With its elegant 3D visuals and sly references to B-movies of the past, Monsters vs. Aliens doesn't look like your run of the mill CGI-animated kids movie. But thanks to some brilliant combination of funny screenwriters with a great sense of silliness, the movie doesn't feel remotely familiar either. The typical DreamWorks reliance on pop culture jokes and lowbrow humor has been mostly ditched here, in favor of a kind of perfect nonsense that appeals to kids and adults simultaneously.
Below are five reasons that Monsters vs. Aliens is funnier than any of this year's other comedies, and definitely funnier than most recent animated movies (sorry, Wall-E). I went in expecting something generic, and came out genuinely thrilled by what I'd seen, marveling at how such a giant production managed to get the tiny details of the comedy just right. I promise you won't be disappointed.
1. The voice cast Every animated movie not made by Pixar seems required to stuff the voice cast with celebrities, assuming that parents will enjoy hearing Steve Carell's voice even if they're totally bored by the movie. But the casting in Monsters vs. Aliens is uncannily spot-on, starting with Stephen Colbert as the haughty President and trickling down to a gruff Kiefer Sutherland doing his best George C. Scott as the military guardian of the monsters. But one person in particular deserves his own special mention...
2. Seth Rogen as B.O.B. Normally if you put Will Arnett, Hugh Laurie and Seth Rogen in a room together to figure out who's funniest, I'd expect Rogen to lose-- he's never shown the kind of sharp wit and subtlety that you figure Arnett and Laurie would use to tear each other apart. But as the enthusiastic, naive and constantly hungry B.O.B., Rogen and his unmistakable laugh steal nearly every scene. It's like the animation liberated him from a sense of hip detachment, and Rogen gets to be the excitable kid we've always seen in him, deep down.
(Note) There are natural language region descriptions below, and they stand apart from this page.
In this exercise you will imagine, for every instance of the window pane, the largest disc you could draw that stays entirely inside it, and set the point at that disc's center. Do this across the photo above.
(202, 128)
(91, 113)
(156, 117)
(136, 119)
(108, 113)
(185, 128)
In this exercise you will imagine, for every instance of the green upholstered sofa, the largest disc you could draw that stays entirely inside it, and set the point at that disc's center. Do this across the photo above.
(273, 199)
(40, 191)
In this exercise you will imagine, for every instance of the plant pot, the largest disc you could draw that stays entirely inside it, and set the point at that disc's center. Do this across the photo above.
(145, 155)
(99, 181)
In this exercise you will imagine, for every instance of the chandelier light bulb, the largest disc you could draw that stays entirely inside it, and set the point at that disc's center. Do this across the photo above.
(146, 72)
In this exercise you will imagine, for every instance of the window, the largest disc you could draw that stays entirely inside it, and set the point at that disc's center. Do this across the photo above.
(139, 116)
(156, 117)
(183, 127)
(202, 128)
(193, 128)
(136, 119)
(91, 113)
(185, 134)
3. The childish silliness that grown-ups will love. One of the biggest laughs that Monsters vs. Aliens got from the kids in my screening audience was when a government employee is going into a top-secret lab, and has to scan his fingerprint, eye, chin, both elbows... and his butt. Kids love butt jokes. But grown-ups love butt jokes too, especially when part of a series like that, getting increasingly silly until the inevitable butt joke comes in. Or if you don't like that, how about the slightly subversive gag of the identical red buttons, one setting off all the global nuclear weapons, the other making the President a latte? Silly, over-the-top, but satisfying on every level. And speaking of that slight jump into satire...
4. The Dr. Strangelove connection. Yeah, I know, I said the movie had dispensed with the pop culture gags. But does it really count when the most obvious reference is to a cynical 1960s comedy classic? Most of the scenes with he President and his staff trying to figure out the alien scourge take place in a giant underground bunker, very deliberately resembling the war room set of Dr. Strangelove. And most of the funniest lines in that movie-- "Gentlemen, you can't fight in here, this is the war room!"; all the precious bodily fluids-- would be right at home in Monsters vs. Aliens, which takes that same nose-thumbing approach to its high-powered characters and dials down the satire.
5. The sight gags. You will laugh when you see the evil alien pour Pepto-Bismol-pink tea into his ear. Or when one of Susan's relatives-to-be demonstrates her genetically inherited short thumb. They're all jokes that could be easy, thrown away for a cheap laugh, but Monsters vs. Aliens makes nearly all of them pay off with crack comic timing. And even when they rely twice-- twice!-- on a silly dance number joke, it pays off anyway in sheer likability.
Monsters vs. Aliens isn't a perfect movie, and it's too cobbled-together from other movies (lifting its finale directly from The Wizard of Oz, even) to stand up next to comedy classics. But its biggest rewards are in its sense of humor, the way it abandons sentimentality and easy rim shots for some actual character-driven comedy. DreamWorks is very, very slowly developing its own animated niche away from Pixar, and Monsters vs. Aliens is another step in a really positive direction.